Le lundi 18 juin 2007, décédait à l’âge de 77 ans Vilma Espín Guillois, grande figure emblématique de la révolution cubaine et épouse de Raul Castro, président du Conseil d’État (chef de l’État) et du Conseil des ministres jusqu’à l’élection de Miguel Díaz-Canel, premier vice-président du Conseil qui lui a succédé le 19 avril 2018.

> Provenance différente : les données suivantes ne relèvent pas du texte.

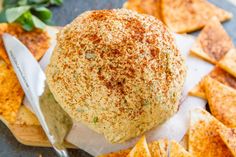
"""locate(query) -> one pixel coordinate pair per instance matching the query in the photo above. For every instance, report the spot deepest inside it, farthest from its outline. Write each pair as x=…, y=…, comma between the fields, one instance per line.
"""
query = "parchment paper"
x=174, y=128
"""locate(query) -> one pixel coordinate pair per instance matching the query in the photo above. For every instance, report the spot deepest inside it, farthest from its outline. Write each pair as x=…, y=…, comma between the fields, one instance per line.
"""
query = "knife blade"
x=32, y=80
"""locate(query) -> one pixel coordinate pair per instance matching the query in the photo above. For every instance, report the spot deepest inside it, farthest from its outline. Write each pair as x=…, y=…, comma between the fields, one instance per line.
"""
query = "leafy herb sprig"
x=29, y=13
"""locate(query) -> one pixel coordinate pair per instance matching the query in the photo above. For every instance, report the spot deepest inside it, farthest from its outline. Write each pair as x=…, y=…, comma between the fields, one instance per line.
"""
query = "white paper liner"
x=174, y=128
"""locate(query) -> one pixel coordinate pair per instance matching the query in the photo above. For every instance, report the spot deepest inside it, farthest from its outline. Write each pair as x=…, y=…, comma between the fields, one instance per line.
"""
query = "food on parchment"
x=11, y=94
x=117, y=71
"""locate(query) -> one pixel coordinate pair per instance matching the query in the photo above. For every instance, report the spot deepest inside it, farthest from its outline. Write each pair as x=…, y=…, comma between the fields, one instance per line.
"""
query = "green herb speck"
x=95, y=119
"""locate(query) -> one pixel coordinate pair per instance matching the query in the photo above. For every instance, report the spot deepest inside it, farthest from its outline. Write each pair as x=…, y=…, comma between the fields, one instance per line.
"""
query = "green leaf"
x=38, y=23
x=38, y=1
x=13, y=13
x=43, y=13
x=9, y=3
x=3, y=16
x=56, y=2
x=26, y=21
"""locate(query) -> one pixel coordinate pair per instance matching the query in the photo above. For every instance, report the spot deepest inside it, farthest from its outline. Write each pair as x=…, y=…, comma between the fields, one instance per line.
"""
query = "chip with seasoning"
x=176, y=150
x=183, y=16
x=121, y=153
x=151, y=7
x=140, y=149
x=222, y=101
x=204, y=140
x=157, y=149
x=213, y=42
x=228, y=62
x=218, y=74
x=228, y=135
x=11, y=94
x=36, y=41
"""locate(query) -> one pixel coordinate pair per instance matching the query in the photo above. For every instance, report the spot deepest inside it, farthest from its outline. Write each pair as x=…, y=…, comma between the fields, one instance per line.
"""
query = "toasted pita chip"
x=151, y=7
x=176, y=150
x=154, y=148
x=218, y=74
x=121, y=153
x=228, y=135
x=37, y=41
x=204, y=139
x=183, y=16
x=213, y=42
x=228, y=62
x=140, y=149
x=222, y=101
x=11, y=94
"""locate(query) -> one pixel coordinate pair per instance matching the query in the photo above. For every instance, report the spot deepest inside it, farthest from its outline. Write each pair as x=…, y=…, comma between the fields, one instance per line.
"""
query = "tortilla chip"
x=222, y=101
x=154, y=149
x=176, y=150
x=204, y=139
x=228, y=62
x=150, y=7
x=228, y=135
x=37, y=41
x=140, y=149
x=26, y=117
x=213, y=42
x=121, y=153
x=11, y=94
x=218, y=74
x=183, y=16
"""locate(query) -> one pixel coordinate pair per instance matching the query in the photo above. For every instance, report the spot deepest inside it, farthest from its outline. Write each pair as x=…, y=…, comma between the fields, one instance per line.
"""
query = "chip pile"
x=11, y=93
x=181, y=16
x=207, y=137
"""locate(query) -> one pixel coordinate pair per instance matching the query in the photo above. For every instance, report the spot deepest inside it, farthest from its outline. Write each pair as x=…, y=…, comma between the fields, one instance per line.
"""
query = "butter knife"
x=33, y=82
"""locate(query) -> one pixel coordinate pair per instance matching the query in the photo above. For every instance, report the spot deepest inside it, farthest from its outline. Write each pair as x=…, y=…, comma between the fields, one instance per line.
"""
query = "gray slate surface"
x=9, y=147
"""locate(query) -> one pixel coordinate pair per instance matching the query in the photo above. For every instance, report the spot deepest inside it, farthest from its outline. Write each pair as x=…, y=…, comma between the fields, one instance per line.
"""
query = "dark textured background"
x=9, y=147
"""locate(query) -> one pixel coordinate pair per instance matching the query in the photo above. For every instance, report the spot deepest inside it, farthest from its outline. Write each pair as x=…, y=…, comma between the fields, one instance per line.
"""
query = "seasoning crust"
x=117, y=71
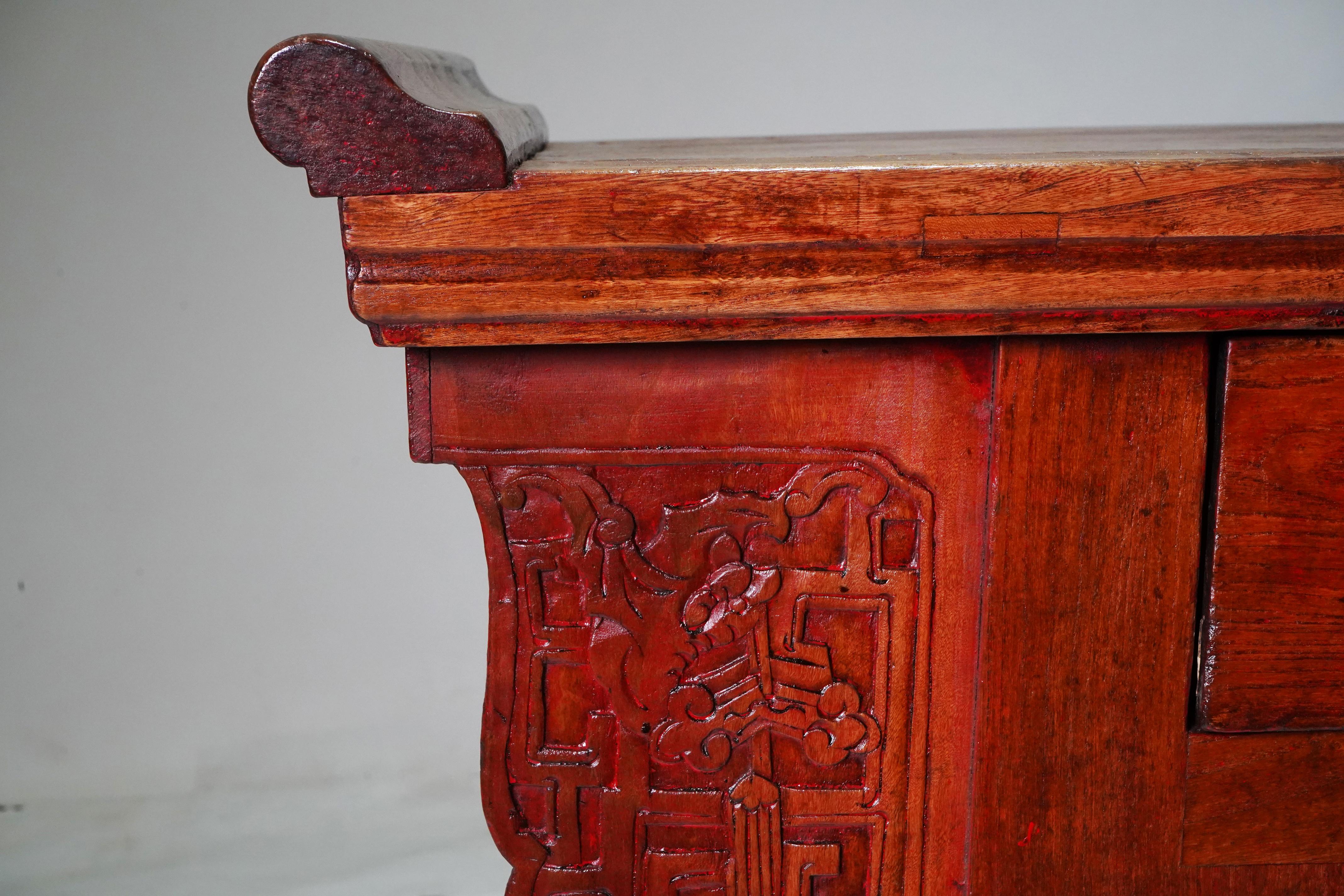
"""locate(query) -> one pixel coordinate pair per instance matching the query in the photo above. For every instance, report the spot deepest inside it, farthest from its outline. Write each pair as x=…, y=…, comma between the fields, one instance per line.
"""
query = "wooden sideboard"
x=883, y=514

Vilma Espín est issue d’une famille aisée de Santiago de Cuba, dans la partie orientale de l’île. Son père était l’un des cadres supérieurs de la maison Bacardi, la principale distillerie de rhum avant la révolution. Sa mère, d’origine française, était apparentée au socialiste Paul Lafargue, gendre de Karl Marx. Vilma débute des études d’Ingénierie chimique en 1948 à l’Université d’Oriente et participe aux luttes menées au sein de l’établissement qui revendiquait son autonomie et un budget de fonctionnement. Elle adhère à la Fédération des étudiants universitaires d’Oriente (FEUO) et n’hésite pas à se joindre aux nombreuses journées de manifestations d’étudiants après le putsch de Batista en mars1952, avant de partir aux Etats-Unis, où elle poursuit ses études au Massachusetts Institute of Technology (MIT). Elle est l’une des premières Cubaines à obtenir un diplôme d’ingénieur chimiste. En 1953 à La Havane, après avoir condamné la mort du jeune étudiant Rubén Batista, elle radicalise sa pensée. Après l’échec de l’attaque de la caserne Moncada à Santiago de Cuba et Carlos Manuel de Cespedes, à Bayamo, Vilma et d’autres camarades se lient aux combattants. C’est alors l’exil au Mexique de Fidel et des survivants. Elle rencontre Raul Castro à Mexico. A son retour à Santiago de Cuba, Vilma Espín rejoint la direction du Mouvement du 26 juillet qui prépare, sous les ordres de Frank Pais, un soulèvement pour appuyer les révolutionnaires arrivés à bord du Granma. L’année 1957 fut décisive. Elle part dans la Sierra Maestra pour rencontrer les chefs de la guérilla; elle participe à l’interview de Fidel avec le journaliste étasunien Matthew Herbert. Avec Frank, elle organise le premier envoi d’hommes dans la Sierra et le 20 Juillet, elle est chargée de la Coordination provinciale de l’Oriente, une responsabilité qui la place à l’avant-garde à des moments décisifs, comme la mort de Frank et tout ce qu’elle mettra en place postérieurement.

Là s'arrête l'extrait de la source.